The average entropy density \(s/T^3\) at the chemical freeze-out (red circles) and at the kinetic freeze-out (blue circles) extracted from the coarse-graining procedure with a HRG EoS in central in central Au+Au collisions (\(b\le 3.4\) fm) from UrQMD

Extracting the chemical freeze-out from UrQMD, we find that between 7.7 and 62.4 GeV \(s/T^3\) remains at values between 6 and 7 lining up with suggested values of Ref. [21]. Below the \(\sqrt{s_\mathrm {NN}}=8\) GeV, the entropy per cubic temperature rises rapidly as expected from [21]. For the kinetic freeze-out, we find that \(s/T^3\) saturates between 4 and 5 in the meson dominated region and rises in the baryon dominated region. In conclusion, the \(s/T^3\) criterion motivated by the number of degrees of freedom is found to be in line with the previously obtained value of 7 [21] in the whole energy range and above \(\sqrt{s_\mathrm {NN}}=8\) GeV.

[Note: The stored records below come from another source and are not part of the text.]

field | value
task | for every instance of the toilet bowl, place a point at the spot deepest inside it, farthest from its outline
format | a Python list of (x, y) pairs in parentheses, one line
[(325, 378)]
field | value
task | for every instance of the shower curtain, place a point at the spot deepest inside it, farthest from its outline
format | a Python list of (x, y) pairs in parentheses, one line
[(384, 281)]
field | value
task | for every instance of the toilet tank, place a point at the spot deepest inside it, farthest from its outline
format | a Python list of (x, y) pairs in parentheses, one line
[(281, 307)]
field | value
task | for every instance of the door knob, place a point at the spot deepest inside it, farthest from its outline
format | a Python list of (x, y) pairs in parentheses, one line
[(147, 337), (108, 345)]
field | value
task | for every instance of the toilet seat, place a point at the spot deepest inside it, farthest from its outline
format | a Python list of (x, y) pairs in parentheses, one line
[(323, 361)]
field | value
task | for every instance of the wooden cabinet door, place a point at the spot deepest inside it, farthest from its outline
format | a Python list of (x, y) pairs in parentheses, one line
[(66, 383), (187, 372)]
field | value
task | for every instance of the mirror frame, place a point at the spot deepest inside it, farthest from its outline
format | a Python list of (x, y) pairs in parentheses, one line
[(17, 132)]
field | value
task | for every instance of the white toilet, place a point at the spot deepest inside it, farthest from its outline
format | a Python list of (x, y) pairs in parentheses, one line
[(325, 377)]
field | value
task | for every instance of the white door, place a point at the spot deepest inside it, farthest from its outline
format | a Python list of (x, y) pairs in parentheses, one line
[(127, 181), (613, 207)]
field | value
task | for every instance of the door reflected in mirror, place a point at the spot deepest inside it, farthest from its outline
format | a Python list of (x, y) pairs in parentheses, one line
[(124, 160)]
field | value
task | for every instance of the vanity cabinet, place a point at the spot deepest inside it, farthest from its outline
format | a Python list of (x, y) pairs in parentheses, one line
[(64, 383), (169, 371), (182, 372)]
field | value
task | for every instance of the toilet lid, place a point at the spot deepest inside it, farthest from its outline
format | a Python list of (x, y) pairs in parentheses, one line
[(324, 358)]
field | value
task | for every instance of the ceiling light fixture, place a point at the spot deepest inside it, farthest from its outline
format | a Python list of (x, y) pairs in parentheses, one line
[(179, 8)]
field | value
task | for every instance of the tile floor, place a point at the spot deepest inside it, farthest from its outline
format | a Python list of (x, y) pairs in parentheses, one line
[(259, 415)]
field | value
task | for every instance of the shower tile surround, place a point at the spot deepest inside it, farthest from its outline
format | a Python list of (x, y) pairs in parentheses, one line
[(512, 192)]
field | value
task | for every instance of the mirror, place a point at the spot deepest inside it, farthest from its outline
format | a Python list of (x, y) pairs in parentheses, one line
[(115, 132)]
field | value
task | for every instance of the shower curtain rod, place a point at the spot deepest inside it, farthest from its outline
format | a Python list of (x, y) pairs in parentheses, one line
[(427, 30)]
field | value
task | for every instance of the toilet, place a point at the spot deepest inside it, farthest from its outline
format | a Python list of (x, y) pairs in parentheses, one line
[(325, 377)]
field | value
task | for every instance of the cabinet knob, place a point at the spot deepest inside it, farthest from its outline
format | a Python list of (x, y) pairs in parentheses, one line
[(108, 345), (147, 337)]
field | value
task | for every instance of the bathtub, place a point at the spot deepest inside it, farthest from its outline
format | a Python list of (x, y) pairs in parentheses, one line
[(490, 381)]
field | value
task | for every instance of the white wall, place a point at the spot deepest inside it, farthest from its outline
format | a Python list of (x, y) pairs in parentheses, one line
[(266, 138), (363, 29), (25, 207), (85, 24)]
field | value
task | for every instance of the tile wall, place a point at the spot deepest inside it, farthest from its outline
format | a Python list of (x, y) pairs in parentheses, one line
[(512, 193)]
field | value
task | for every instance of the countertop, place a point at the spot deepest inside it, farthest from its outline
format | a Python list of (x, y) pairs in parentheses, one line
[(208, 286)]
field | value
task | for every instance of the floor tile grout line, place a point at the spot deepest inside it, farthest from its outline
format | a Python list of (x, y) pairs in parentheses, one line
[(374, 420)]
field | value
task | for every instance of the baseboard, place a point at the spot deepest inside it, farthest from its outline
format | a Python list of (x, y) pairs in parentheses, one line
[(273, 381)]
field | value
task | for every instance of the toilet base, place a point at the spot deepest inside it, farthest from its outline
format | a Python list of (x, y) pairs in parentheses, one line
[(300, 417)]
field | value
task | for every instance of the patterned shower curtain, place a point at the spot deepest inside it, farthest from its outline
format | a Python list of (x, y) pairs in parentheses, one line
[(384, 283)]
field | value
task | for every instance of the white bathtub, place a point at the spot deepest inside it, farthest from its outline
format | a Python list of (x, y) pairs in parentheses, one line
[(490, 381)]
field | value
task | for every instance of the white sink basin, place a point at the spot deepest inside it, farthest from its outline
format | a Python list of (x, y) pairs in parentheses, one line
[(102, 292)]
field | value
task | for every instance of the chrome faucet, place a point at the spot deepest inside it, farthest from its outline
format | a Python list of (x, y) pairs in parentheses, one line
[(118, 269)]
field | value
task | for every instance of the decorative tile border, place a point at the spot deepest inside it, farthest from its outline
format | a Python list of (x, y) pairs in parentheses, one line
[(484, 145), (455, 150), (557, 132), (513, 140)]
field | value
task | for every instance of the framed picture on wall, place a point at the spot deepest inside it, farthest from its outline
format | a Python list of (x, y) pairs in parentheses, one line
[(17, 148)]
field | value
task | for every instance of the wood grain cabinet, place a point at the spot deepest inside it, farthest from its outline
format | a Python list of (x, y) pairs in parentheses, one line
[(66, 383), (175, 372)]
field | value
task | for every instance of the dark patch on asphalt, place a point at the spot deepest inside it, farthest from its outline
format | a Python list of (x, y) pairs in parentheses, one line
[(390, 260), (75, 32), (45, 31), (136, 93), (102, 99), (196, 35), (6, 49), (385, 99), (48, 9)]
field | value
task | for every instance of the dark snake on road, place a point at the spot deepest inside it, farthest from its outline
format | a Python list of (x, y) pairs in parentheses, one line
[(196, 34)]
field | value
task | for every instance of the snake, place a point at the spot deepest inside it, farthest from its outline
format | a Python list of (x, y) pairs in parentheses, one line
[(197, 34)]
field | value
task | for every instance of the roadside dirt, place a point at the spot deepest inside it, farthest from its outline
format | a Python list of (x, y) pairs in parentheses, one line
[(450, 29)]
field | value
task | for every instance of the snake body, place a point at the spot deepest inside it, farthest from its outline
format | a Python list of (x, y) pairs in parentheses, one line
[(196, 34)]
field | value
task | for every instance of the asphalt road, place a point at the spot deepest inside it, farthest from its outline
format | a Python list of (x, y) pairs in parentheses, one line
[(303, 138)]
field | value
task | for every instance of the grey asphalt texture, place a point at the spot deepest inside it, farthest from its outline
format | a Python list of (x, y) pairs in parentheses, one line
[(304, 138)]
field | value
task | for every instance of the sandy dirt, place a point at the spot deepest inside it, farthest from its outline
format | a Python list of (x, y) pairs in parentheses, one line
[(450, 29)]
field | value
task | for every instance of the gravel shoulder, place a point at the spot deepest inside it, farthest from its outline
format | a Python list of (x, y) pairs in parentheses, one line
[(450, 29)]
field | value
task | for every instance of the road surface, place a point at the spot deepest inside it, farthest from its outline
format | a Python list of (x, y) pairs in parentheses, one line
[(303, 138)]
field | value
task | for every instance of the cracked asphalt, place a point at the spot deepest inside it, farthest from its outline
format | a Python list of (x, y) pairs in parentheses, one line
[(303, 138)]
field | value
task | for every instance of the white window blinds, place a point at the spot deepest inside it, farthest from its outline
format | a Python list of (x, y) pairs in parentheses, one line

3.5.3 Baryon and anti-baryon density

Finally, we explore the suggested baryon-anti-baryon criterion with coarse grained UrQMD. Figure 10 shows the calculated \(n_\mathrm {B}+n_{\bar{\mathrm {B}}}\) in dependence of the collision energy. The results for the chemical freeze-out are shown as red circles, while the results for the kinetic freeze-out are shown as blue circles. The results for the total baryon and anti-baryon density at the chemical freeze-out start at a density of 0.35 fm\(^{-3}\) at the low energies and drop rapidly to 0.15 fm\(^{-3}\) at \(\sqrt{s_\mathrm {NN}}=20\) GeV. This increase at low energies is qualitatively in line with expectations in [45]. The results at the kinetic freeze-out follow the same trend, but the decrease is more moderate starting at 0.15 fm\(^{-3}\) and ending at 0.05 fm\(^{-3}\). Generally, the baryon density criterion shows a stronger energy dependence than the previously discussed criteria for the chemical freeze-out line. Nevertheless, towards higher energies (\(\sqrt{s_\mathrm {NN}}\ge 20\) GeV) also this criterion can be applied to characterize the chemical freeze-out line.

Fig. 10

The average \(n_\mathrm {B}+n_{\bar{\mathrm {B}}}\) at the chemical freeze-out (red circles) and at the kinetic freeze-out (blue circles) extracted from a coarse-graining procedure with a HRG EoS in central in central Au + Au collisions (\(b\le 3.4\) fm) from UrQMD

4 Conclusion

In this article we have developed a novel approach to determine the chemical freeze-out hyper-surface directly from a microscopic simulation. The UrQMD transport model was employed to simulate the underlying events and the microscopic evolution of the system. Using a new algorithm, we traced final state particles back to their original creation space-time coordinate through sequential decay and re-formation chains allowing to reconstruct the chemical freeze-out hyper-surface using a coarse-graining method. We found that the average chemical break-up time remains constant at \(\approx 7\) fm above \(\sqrt{s_\mathrm {NN}}=7.7\) GeV. The extracted temperature and baryon chemical potential values follow the trend of the established thermal model fits to experimental data. Since UrQMD neither involves a phase-transition to a deconfined state of matter nor the explicit concept of the chemical freeze-out, our results indicate that the chemical freeze-out line may not be indicative of the QCD phase transition, but is defined by the competition of the inelastic scattering rate with the expansion rate. The investigation of previously suggested freeze-out criteria reveals that indeed a constant \(s/T^3=7\) and \(n_\mathrm {B}+n_{\bar{\mathrm {B}}}\approx 0.12\) fm\(^{-3}\) are good proxies to characterize the chemical freeze-out curve at high collision energies (\(\sqrt{s_\mathrm {NN}}\ge 20\) GeV). The originally suggested Cleymans-Redlich criterion \(\langle E\rangle /\langle N\rangle =1\) GeV, however, provides the best estimate for the chemical freeze-out line over all energies.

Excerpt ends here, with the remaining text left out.